Today, companies are moving these roles into much more senior positions in the company, and they are picking leaders who are not just passionate about digital, but can lead massive change. The best of these leaders are driving forward with aggressive and advanced shifts in the organization, including an absorption of the legacy part of the business.
Legacy Has Value
CMOs argue with this notion of legacy having value—but it is true that legacy isn’t all bad.

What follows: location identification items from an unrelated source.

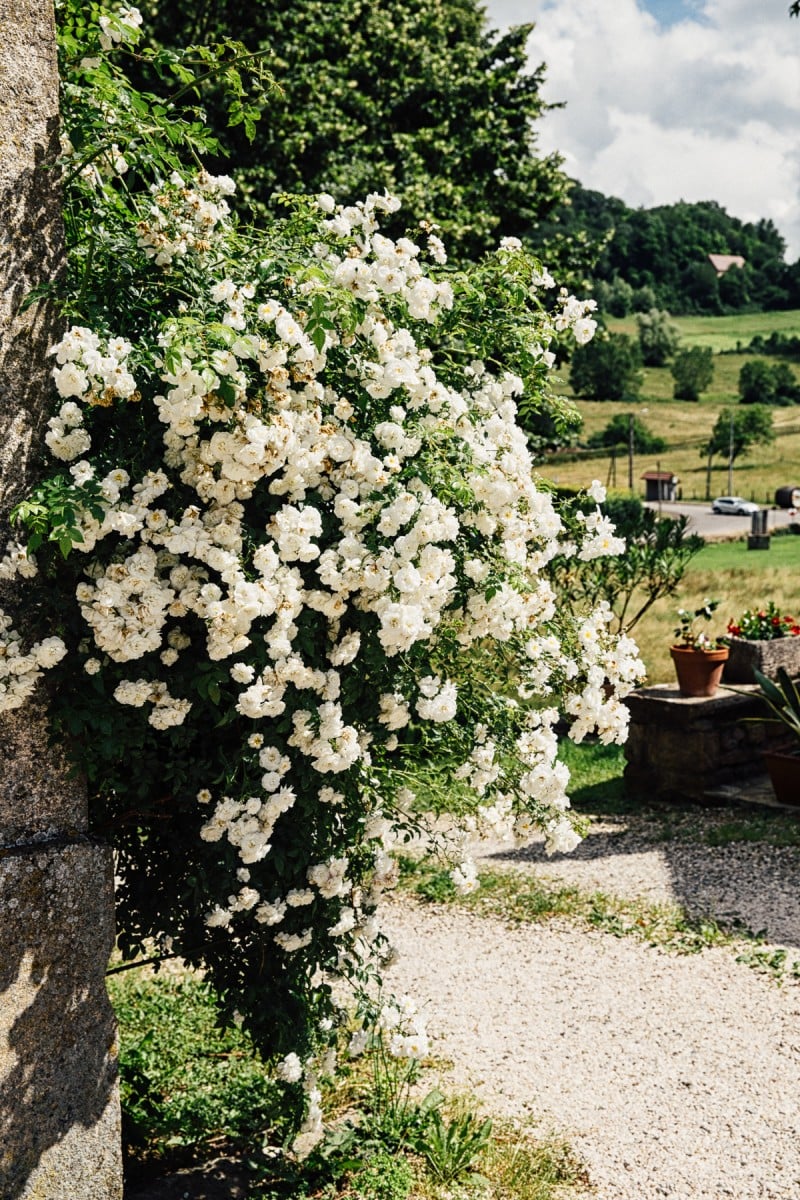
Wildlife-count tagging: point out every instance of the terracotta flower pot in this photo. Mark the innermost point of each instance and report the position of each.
(698, 671)
(785, 775)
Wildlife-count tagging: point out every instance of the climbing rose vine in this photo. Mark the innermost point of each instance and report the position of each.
(290, 553)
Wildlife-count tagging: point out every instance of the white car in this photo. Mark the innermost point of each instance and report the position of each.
(734, 505)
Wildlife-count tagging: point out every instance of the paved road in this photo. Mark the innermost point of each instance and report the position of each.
(710, 525)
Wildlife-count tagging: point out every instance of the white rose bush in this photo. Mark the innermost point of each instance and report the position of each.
(290, 547)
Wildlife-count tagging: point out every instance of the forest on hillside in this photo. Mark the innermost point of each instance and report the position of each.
(657, 257)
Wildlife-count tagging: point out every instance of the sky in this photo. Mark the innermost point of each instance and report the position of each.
(669, 100)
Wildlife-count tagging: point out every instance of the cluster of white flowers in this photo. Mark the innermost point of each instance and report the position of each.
(405, 1029)
(182, 217)
(20, 670)
(120, 27)
(356, 532)
(295, 547)
(94, 371)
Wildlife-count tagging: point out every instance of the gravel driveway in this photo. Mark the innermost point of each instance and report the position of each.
(673, 1077)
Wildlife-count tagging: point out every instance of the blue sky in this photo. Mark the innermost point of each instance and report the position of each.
(669, 12)
(668, 100)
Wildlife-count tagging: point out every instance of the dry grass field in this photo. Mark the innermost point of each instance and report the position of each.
(686, 425)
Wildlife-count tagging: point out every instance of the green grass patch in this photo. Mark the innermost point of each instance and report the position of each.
(596, 784)
(721, 333)
(193, 1091)
(186, 1084)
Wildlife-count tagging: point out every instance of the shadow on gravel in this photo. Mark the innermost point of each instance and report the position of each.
(223, 1179)
(751, 883)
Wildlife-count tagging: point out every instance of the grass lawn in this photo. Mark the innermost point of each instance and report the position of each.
(685, 425)
(721, 333)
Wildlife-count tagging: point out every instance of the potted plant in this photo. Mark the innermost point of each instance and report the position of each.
(698, 657)
(762, 640)
(782, 697)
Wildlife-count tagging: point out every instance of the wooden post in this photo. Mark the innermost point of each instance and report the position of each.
(59, 1107)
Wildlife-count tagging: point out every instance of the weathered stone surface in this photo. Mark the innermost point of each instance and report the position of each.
(38, 798)
(59, 1108)
(31, 238)
(59, 1111)
(746, 655)
(683, 748)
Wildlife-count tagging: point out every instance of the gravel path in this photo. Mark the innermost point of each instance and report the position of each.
(673, 1077)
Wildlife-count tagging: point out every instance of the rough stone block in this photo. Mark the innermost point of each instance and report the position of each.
(38, 797)
(59, 1107)
(767, 657)
(691, 748)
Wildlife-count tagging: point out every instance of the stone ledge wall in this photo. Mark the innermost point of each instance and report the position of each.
(680, 748)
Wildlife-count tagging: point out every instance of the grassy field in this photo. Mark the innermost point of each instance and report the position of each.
(686, 426)
(740, 579)
(721, 333)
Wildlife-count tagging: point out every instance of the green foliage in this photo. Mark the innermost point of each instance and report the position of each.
(666, 249)
(607, 367)
(186, 1079)
(420, 99)
(452, 1146)
(686, 631)
(764, 383)
(782, 699)
(739, 430)
(692, 370)
(656, 556)
(625, 427)
(657, 337)
(383, 1176)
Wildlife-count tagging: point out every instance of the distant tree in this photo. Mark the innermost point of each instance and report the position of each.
(666, 249)
(644, 299)
(618, 433)
(735, 432)
(614, 298)
(765, 383)
(657, 337)
(692, 371)
(787, 390)
(607, 369)
(734, 287)
(738, 430)
(419, 97)
(701, 287)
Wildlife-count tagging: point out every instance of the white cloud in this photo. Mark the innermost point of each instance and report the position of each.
(707, 109)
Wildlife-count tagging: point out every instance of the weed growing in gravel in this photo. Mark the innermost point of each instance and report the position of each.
(771, 828)
(775, 963)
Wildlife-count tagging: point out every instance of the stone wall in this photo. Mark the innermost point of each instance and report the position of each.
(695, 749)
(59, 1108)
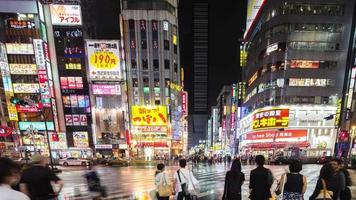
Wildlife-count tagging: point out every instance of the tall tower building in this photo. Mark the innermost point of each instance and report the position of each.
(153, 75)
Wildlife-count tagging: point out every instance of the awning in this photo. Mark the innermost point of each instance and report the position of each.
(151, 144)
(278, 145)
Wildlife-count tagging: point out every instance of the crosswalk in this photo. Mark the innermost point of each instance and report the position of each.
(135, 183)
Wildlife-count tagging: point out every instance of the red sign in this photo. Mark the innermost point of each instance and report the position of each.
(265, 135)
(274, 118)
(185, 103)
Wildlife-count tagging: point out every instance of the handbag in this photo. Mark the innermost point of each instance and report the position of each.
(184, 185)
(324, 194)
(164, 189)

In fact in many industries legacy technology may serve as the foundation – the place where all of the historical client data, for example, is stored. Legacy systems—like legacy people—do bring value to the future.
For example, large retail chains that are shifting their models to digital, need to have modern systems and applications that can tap into the legacy systems if they really want to understand the depth of customer interaction and history.
In another industry, a CEO pointed out that the legacy systems are the only way that the ships will continue to run on time. While holding onto legacy does slow the pace of change, CIOs and CMOs agree that it is important to look at digitization with a long view and not throw out the baby with the bath water.
2-Speed IT is Great in Theory—But We Need SuperSonic
Most executives a year ago were arguing for Gartner’s 2-speed IT. Today we hear fewer and fewer CIOs supporting this path. “It creates a bifurcation of our organization,” suggest many CIOs. “I don’t want an entire organization that is focused on the past,” stated a CEO. “Let’s force a modernization of the old and an absorption of the new. Everyone needs to get reskilled and inline to support a new mode of working—that new mode is SuperSonic!”
I don’t want an entire organization focused on the past. Everyone needs to support a new mode of working—SuperSonic.” ~ CEO advisory board member
Money Rules the Day
The McKinsey article closes with three areas that need new capabilities: workforce, processes and priorities, and budget, each are very well stated and incredibly difficult to achieve.
But—as we have seen with CMOs and marketing spend—budget is king.
If you don’t have money for print ads, you have to find a different approach. If you don’t have money to support applications that aren’t written for cloud, you have to figure out a way to push your vendor partners to modernize applications.
In the words of Nanny McFarland, “People reluctantly follow people. People always follow the money.”